Residents of a large Soviet-era apartment building facing the landfill said that as the Russians began to burn, a huge cloud of smoke rose filling the air with such an intolerable stench of decay that it felt impossible to breathe.

“I felt nauseous when I smelled this smoke,” says Olesya Kokorina, 60, who lives on the eighth floor. “And it was also scary, because it smelled like burnt hair, you know, it also smelled like a dentist when they drill your teeth in before you put a filling in. And the smoke was so thick, you couldn’t see the building next door.”

“It had never smelled like this before,” says Natalia, 65. “There were a lot of dump trucks and they were all covered in bags. I don’t know what was in them, but the stench of smoke in the dump was so bad we couldn’t even open a door.” balcony. There were days when you couldn’t breathe because of the smell.”

Some believe that burning the corpses of their soldiers was the easiest way to dispose of the corpses because the bridges over the Dnipro when the Russians were virtually isolated on the west bank were too weak to carry the trucks.

Dozens of Kherson residents confirmed the veracity of their neighbors’ reports, but the Ukrainian authorities have not yet spoken out. A local official, who asked not to be named, said: “We are not interested in enemy graves. What we are interested in is finding the bodies of Ukrainians, who were tortured, killed and buried in mass graves here in the Kherson region.”

The Ukrainian security services believe that the bodies of thousands of dead Russian soldiers are unofficially disposed of like the Kremlin registered as “missing in action” Trying to cover up its losses in the war in Ukraine.
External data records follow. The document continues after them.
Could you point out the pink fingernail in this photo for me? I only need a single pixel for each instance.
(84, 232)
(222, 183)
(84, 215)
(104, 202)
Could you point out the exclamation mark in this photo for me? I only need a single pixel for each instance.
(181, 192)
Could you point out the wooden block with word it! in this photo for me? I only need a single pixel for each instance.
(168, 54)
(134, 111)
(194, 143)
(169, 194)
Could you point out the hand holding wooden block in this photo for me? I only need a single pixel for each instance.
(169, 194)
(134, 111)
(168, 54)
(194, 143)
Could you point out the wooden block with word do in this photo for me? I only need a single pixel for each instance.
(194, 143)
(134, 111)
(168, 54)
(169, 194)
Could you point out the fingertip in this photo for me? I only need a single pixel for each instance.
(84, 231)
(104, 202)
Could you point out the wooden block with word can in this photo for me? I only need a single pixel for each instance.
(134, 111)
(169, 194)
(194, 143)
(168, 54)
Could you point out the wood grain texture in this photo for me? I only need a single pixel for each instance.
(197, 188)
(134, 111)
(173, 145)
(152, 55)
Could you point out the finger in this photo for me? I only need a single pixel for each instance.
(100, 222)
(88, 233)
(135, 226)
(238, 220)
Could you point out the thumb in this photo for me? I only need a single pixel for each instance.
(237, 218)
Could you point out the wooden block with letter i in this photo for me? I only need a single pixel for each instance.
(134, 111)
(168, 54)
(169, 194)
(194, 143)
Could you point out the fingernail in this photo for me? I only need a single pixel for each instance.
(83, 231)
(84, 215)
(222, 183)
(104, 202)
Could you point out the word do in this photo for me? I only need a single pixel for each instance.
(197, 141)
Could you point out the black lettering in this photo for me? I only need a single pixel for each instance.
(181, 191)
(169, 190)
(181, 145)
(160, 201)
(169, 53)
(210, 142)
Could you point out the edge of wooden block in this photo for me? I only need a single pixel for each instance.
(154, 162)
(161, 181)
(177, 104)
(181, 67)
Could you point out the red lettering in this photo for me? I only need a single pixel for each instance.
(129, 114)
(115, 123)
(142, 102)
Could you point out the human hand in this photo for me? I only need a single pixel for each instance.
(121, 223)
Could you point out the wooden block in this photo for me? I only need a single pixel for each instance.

An intercepted phone call from a Russian soldier in May said his comrades were buried in a ‘man’s height dump’ Just outside occupied Donetsk. “There’s a lot of Cargo 200 [military code for dead soldiers] He said in the call that the mountains of corpses are two meters high. “It’s not a morgue, it’s a dump. It’s huge.”

“They just threw them in there,” said a Russian soldier in another intercepted call. “And then it becomes easier to make it as if they disappeared without a trace. It is easier for them to just pretend they are missing, and that’s it.”